Skechers USA saw three record quarters through the first nine months of 2007, but revenues dipped nearly a full percentage point in the fourth quarter due to weakness in the U.S. market and the shuttering of a couple of sub-brands.  The strong Q4 results for the year were the result of double-digit sales growth in the company’s international business, gains in the U.S. wholesale business, as well as double-digit sales growth in both the domestic and international owned-retail division and double-digit growth in the e-commerce division.  Net sales for the fourth quarter slipped 0.8% to $302.0 million from $304.5 million in the fourth quarter of 2006, led by a strong double-digit increase in the international wholesale businesses.  Net earnings for the fourth quarter declined 17.1% to $12.1 million, or 26 cents per diluted share, compared to net earnings of $14.6 million, or 33 cents per diluted share, in the fourth quarter of 2006.

The domestic wholesale business was up 7.5% for the full year, but decreased by 16% for the fourth quarter.

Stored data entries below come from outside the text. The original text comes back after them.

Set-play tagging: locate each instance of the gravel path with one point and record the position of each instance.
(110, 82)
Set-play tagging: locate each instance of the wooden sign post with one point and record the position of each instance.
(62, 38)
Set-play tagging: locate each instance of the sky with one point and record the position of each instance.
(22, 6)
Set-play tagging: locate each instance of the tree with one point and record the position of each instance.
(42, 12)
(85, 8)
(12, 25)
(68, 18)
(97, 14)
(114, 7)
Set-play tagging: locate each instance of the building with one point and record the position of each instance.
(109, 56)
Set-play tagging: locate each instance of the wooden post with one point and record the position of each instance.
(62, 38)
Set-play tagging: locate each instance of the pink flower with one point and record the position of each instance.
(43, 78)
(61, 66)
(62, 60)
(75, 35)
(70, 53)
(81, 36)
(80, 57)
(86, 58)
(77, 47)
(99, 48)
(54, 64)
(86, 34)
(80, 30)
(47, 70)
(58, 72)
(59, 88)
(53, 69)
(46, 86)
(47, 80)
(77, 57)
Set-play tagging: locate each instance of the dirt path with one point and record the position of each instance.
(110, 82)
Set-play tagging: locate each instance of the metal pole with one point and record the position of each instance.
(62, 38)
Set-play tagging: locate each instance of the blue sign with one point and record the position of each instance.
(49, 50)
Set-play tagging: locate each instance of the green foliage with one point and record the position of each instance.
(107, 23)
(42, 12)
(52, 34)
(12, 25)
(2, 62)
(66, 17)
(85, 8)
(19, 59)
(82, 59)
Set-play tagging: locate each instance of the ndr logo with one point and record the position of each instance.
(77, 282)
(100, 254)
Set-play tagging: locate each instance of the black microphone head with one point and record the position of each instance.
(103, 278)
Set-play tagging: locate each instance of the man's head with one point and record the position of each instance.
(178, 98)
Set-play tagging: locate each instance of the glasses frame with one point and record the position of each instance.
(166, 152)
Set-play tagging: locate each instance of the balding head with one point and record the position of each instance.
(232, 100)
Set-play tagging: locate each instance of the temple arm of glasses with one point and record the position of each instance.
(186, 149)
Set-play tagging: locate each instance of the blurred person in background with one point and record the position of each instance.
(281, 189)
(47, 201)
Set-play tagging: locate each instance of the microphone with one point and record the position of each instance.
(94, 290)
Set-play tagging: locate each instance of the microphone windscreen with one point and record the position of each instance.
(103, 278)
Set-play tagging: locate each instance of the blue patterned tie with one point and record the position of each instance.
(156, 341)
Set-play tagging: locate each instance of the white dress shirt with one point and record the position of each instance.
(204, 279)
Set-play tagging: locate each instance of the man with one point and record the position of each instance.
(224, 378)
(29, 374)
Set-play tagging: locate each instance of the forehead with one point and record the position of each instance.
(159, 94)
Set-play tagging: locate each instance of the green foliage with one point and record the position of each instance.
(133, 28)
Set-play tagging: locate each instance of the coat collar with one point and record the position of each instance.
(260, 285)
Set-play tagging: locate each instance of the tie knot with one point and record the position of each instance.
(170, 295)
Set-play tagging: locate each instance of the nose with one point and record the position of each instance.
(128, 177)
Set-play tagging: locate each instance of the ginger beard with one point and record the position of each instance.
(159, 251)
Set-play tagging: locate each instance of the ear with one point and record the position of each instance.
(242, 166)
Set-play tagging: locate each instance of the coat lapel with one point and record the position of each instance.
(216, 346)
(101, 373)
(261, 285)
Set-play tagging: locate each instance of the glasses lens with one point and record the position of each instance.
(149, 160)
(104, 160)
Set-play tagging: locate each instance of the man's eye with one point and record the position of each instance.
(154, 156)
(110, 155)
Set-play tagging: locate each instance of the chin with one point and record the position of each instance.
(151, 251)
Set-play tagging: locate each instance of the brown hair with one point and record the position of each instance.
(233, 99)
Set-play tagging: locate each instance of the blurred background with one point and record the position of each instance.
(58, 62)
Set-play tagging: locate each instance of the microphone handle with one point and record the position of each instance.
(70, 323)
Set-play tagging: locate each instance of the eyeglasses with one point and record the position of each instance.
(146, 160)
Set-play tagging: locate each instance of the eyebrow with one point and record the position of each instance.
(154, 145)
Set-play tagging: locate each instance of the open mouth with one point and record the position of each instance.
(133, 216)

Management said one of the issues with the domestic business was the comp against Q4 last year when sales had jumped 48% versus the prior year.  They said that retailers are booking closer to need and some also moved Q4 dollars into the early fist quarter.  The shift, while hurting the fourth quarter, also helped push backlog up over 29% at the end of the period.


International wholesale improved 42% for the fourth quarter and 46% for the year.  Subsidiary sales, which includes Canada, Brazil, Malaysia and 12 countries in Europe, improved by 70% for the quarter and over 53% for the year.   SKX said the improvements for the quarter came across nearly every one of their direct regions, including Italy and France.  Spain and the Benelux region had triple-digit growth while the company’s three largest subsidiaries, the U.K., Canada and Germany had double-digit growth.  The increase in the subsidiary business was also due to the addition of two subsidiaries, Brazil, which launched in the third quarter of 2007 and Malaysia, which transitioned from a distributor to a subsidiary earlier in the year.  Distributor sales improved by more than 30% for the quarter and nearly 38% for the year.   Skechers will re-open footwear distribution in Korea this quarter.


At year-end, 16 Skechers distributors had 63 Skechers retail stores open in 23 countries. 


Combined domestic and international retail sales were up 12% for the fourth quarter and over 18% for the full year, due to the combination of comp store sales increases and the net 36 store increase from the prior year.  There were a total of 191 domestic and international company-owned retail stores open at year-end, including 176 company-owned and operated retail stores in the U.S.  Skechers added 36 net new stores for the year.


Domestic retail sales increased 12% for the quarter and over 17% for the full year.   International retail sales improved almost 12% for Q4 and 20% for the full year. The positive international sales were said to be the result of improvement in each region, except Germany, which was impacted by the closing of the company’s Frankfurt store in January 2007.


Looking ahead, SKX expects first quarter 2008 net sales to be in the range of $385 million to $395 million and diluted earnings per share to be in the range of 57 cents to 62 cents.